Until recently, the Smart Health Benefits Coalition (SHBC) was preparing to double down on its advocacy work regarding the federal government’s draft Pharmacare Act, or Bill C-64. “We have been preparing to underline our position that the current wording of the Bill could result in some serious unintended consequences,” says Carolyne Eagan, spokesperson for SHBC and President of Benefits Alliance.
Then came NDP leader Jagmeet Singh’s announcement in early September to end its confidence-and-supply agreement negotiated with the Liberal government in 2022. This decision could potentially derail a pharmacare rollout, which had been scheduled to happen by April 1, 2025.
In provinces that choose to participate, the proposed Bill would see the federal government pay for a list of basic medications for diabetes and contraception. Other drugs not on the pharmacare list would continue to be paid by group insurance, personal insurance, or the patient directly.
SHBC, composed of seven of Canada’s largest benefits advisory firms, including Benefits Alliance, had meaningful conversations with Health Canada and the federal ministries of health, labour, seniors and families earlier this year. And in late May, SHBC was invited to present as a witness during the House of Commons Standing Committee on Health’s review of Bill C-64, where it recommended three amendments.
One amendment called for the federal Minister of Health to enter into secondary negotiations with provinces, in the event that a province were to formally reject single-payor pharmacare. SHBC’s second recommended amendment related to bulk-purchasing of drugs.
And the third recommendation called for public reporting and transparent communication of the results of the initial model—which would provide universal, single-payor coverage for a list of contraceptives and diabetes medications—before the program is expanded.
Bill C-64 passed third reading in the House of Commons on June 3. From there it was forwarded to the Senate for review, where it passed second reading on June 18. Prior to the third and final reading in the Senate, the Standing Senate Committee on Social Affairs, Science and Technology must complete its review, which resumed in mid-September following the Senate’s adjournment for the summer. SHBC is currently seeking to meet with members of the Senate committee during its review.
However, the big question now is how the NDP announcement will affect the Bill’s passage. “We just don’t know how that will impact things,” says Graham Young, Chair of the Board, Benefits Alliance, and Director, Employees Benefits at Capcorp in Ottawa.
One possible outcome is that the Bill may die on the table if Prime Minister Justin Trudeau prorogues—or postpones—parliament in any way. This would prevent the tabling of any confidence motions and would effectively block the calling of a snap election. “In that scenario, the only way [the Bill] could carry on is if there was unanimous consent in the house. And that’s not going to happen,” says Young.
SHBC is cautiously optimistic their meeting with the Senate committee—and the Bill—will proceed as originally expected. In addition to its three recommended amendments, SHBC’s messaging to the Senate will reiterate its main concern about the proposed legislation, which it brought forward to the House of Commons Standing Committee on Health.
As it currently stands, the legislation is ambiguous on what will happen if someone already has existing coverage through a private plan for the listed drugs for diabetes or contraception. “The way the legislation is written, Canadians would no longer be able to claim certain diabetes and/or contraceptive medications under their benefits plan. They would be forced to submit some of their claims to the government and others to their benefits plan,” says Eagan. “This would result in quite a disruption for managing claims, not only for one person but possibly multiple family members at a time.”

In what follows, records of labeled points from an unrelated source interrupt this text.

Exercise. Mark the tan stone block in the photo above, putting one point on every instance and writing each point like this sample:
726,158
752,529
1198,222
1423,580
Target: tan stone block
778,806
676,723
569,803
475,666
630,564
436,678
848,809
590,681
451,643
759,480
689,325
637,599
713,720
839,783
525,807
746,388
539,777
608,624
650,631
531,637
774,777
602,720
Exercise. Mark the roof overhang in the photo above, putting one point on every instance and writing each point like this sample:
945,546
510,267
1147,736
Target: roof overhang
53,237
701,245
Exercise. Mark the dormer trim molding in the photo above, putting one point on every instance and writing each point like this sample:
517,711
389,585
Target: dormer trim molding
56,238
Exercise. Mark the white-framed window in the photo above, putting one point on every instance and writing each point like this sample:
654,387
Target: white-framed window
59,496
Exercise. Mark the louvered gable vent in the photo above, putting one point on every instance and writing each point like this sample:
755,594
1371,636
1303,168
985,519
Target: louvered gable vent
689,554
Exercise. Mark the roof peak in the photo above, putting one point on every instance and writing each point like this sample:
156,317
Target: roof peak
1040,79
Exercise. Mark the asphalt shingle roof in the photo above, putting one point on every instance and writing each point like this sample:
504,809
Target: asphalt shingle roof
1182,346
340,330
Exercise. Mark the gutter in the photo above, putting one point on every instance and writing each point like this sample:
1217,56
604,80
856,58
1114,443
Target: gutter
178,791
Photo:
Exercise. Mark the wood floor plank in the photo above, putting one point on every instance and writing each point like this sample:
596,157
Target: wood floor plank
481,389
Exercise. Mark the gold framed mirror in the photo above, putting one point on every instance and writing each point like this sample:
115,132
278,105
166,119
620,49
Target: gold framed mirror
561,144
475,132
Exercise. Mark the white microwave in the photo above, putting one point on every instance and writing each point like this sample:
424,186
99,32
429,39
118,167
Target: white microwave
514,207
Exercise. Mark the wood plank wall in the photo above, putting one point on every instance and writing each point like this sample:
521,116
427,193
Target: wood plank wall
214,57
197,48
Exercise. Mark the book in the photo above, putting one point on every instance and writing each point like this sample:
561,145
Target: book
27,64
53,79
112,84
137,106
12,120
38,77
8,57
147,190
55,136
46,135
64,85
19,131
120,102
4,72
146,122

When pressed on this issue, the government has repeatedly said that there will be choice. But the legislation’s wording of “universal, single-payer, first-dollar coverage” implies the government would pay for the medications on the pharmacare list, and private group insurance plans would not be able to do so.
The SHBC continues to believe that Bill C-64 has the potential to financially assist low-income Canadians, as well as those without health insurance.
“We think the government can do a lot more for less money by allowing a multi-payer system, similar to the Canadian Dental Care Plan,” says Young. “The same budget could be used to cover a longer list of medications or even additional medications for other common health conditions. We believe this is a smart solution that is worthy of discussion at the Senate.”
Update on drugs for rare diseases
In related news, in July the federal government signed its first bilateral agreement, with B.C., to improve access to drugs for rare diseases. Under Canada’s new National Strategy for Drugs for Rare Diseases, the federal government will provide $194 million to B.C. to support early diagnosis, screening and coverage, starting with two drugs, Poteligeo (to treat an aggressive form of cancer that causes skin lesions) and Oxlumo (to treat a genetic condition that can lead to kidney failure).
This was welcome news, says Eagan. “One of our primary messages on pharmacare has always been that it focuses on universal coverage for drugs for rare diseases as well as high-cost drugs to treat other conditions,” she says. “Canada is lagging other countries in this area.”